How to properly stack RNN layers?-CodePudding

I've been trying to implement a character-level language model in tensorflow based on this tutorial.

I would like to extend the model by allowing multiple RNN layers to be stacked. So far I've come up with this:

class MyModel(tf.keras.Model):
  def __init__(self, vocab_size, embedding_dim, rnn_type, rnn_units, num_layers, dropout):
    super().__init__(self)
    self.rnn_type = rnn_type.lower()
    self.num_layers = num_layers
    self.embedding = tf.keras.layers.Embedding(vocab_size, embedding_dim)
    if self.rnn_type == 'gru':
      rnn_layer = tf.keras.layers.GRU
    elif self.rnn_type == 'lstm':
      rnn_layer = tf.keras.layers.LSTM
    elif self.rnn_type == 'rnn':
      rnn_layer = tf.keras.layers.SimpleRNN
    else:
      raise ValueError(f'Unsupported RNN layer: {rnn_type}')
    
    setattr(self, self.rnn_type, rnn_layer(rnn_units, return_sequences=True, return_state=True, dropout=dropout))

    for i in range(1, num_layers):
      setattr(self, f'{self.rnn_type}_{i}', rnn_layer(rnn_units, return_sequences=True, return_state=True, dropout=dropout))
    self.dense = tf.keras.layers.Dense(vocab_size)

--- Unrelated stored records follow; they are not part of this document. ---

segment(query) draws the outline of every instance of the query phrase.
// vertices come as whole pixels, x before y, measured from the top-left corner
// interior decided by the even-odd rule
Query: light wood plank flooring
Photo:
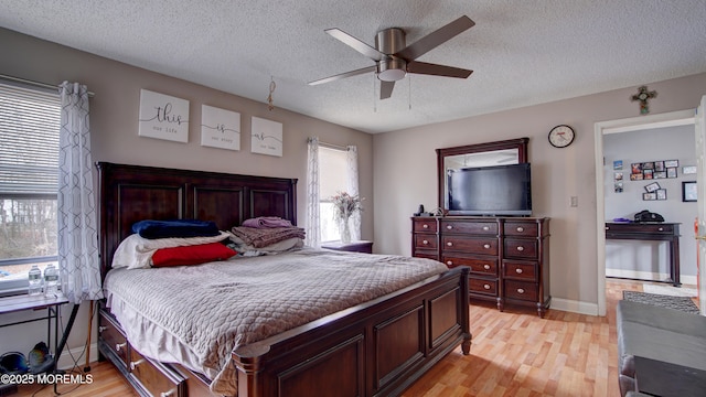
[[[404,396],[620,396],[616,303],[637,281],[606,286],[606,318],[549,310],[544,319],[527,309],[471,307],[471,354],[459,350],[440,361]],[[93,363],[92,385],[60,385],[74,397],[136,396],[109,363]],[[72,390],[73,389],[73,390]],[[23,387],[14,396],[53,396],[52,386]]]

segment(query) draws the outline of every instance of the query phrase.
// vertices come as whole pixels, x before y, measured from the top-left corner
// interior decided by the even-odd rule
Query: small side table
[[[68,303],[68,299],[64,296],[57,298],[45,298],[43,294],[32,297],[29,294],[21,294],[0,298],[0,315],[24,310],[38,311],[46,309],[45,316],[12,323],[2,322],[2,318],[0,316],[0,328],[46,320],[46,347],[52,352],[52,319],[54,320],[54,343],[58,344],[58,314],[60,307],[64,303]],[[56,347],[54,347],[52,355],[54,356],[55,353]],[[56,366],[57,361],[58,357],[54,357],[54,366]]]
[[[325,243],[321,248],[341,250],[347,253],[373,254],[373,242],[357,240],[347,244],[341,242]]]
[[[663,397],[700,397],[706,390],[706,371],[635,356],[635,388]]]

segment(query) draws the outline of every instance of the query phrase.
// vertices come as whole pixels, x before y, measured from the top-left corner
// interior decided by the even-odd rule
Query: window
[[[57,93],[0,83],[0,292],[56,261]]]
[[[331,197],[338,192],[347,191],[349,170],[346,151],[319,147],[319,210],[321,216],[321,242],[341,239],[339,225],[333,213]]]

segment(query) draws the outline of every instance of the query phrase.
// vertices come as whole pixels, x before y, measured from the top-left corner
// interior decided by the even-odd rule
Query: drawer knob
[[[138,360],[136,362],[130,362],[130,369],[135,371],[135,368],[137,368],[137,366],[142,363],[145,363],[145,358]]]

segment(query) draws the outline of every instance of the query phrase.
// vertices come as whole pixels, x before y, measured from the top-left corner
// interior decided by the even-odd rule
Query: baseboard
[[[62,352],[61,357],[58,357],[58,365],[56,366],[58,369],[68,371],[76,365],[79,369],[83,369],[86,365],[86,356],[84,355],[84,346],[74,347]],[[76,363],[74,363],[76,360]],[[90,357],[88,360],[89,363],[98,361],[98,343],[90,344]]]
[[[635,270],[624,270],[624,269],[606,269],[606,277],[618,277],[618,278],[661,282],[661,280],[668,280],[670,273],[653,272],[653,271],[635,271]],[[680,275],[680,281],[683,285],[696,286],[696,276]]]
[[[597,303],[581,302],[555,297],[552,297],[550,309],[579,314],[598,315]]]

  def call(self, inputs, states=None, return_state=False, training=False):
    x = inputs
    x = self.embedding(x, training=training)
    
    rnn = self.get_layer(self.rnn_type)
    
    if states is None:
      states = rnn.get_initial_state(x)
    x, states = rnn(x, initial_state=states, training=training)
    for i in range(1, self.num_layers):
      layer = self.get_layer(f'{self.rnn_type}_{i}')
      x, states = layer(x, initial_state=states, training=training)
    x = self.dense(x, training=training)

    if return_state:
      return x, states
    else:
      return x

model = MyModel(
    vocab_size=vocab_size,
    embedding_dim=embedding_dim,
    rnn_type='gru',
    rnn_units=512,
    num_layers=3,
    dropout=dropout)

When trained for 30 epochs on the dataset in the tutorial, this model generates some random gibberish. Now I don't know if I'm doing the stacking wrong or if the dataset is just too small.

CodePudding user response：

There are multiple factors contributing to the bad predictions of your model:

The dataset is small
The model itself you are using is quite simple
The training time is very short
~~Predicting Shakespeare sonnets will produce random gibberish even if trained right~~

Try to train it for longer. This will ultimately lead to better results although predicting coorect speech based on text may be one of the hardest tasks in Machine Learning in general. For example GPT3, one of the models, which solves this problem almost perfectly, consists of billions of parameters (see here).

EDIT: The reason why your model is performing worse than the one in the tutorial although you have more stacked RNN layers may be, that more layers need more training time. Simply increasing the number of layers will not necessarily increase your prediction quality. As I said, try to increase training time or play around with hyper parameters (learning rate, Nomralization layers, etc.).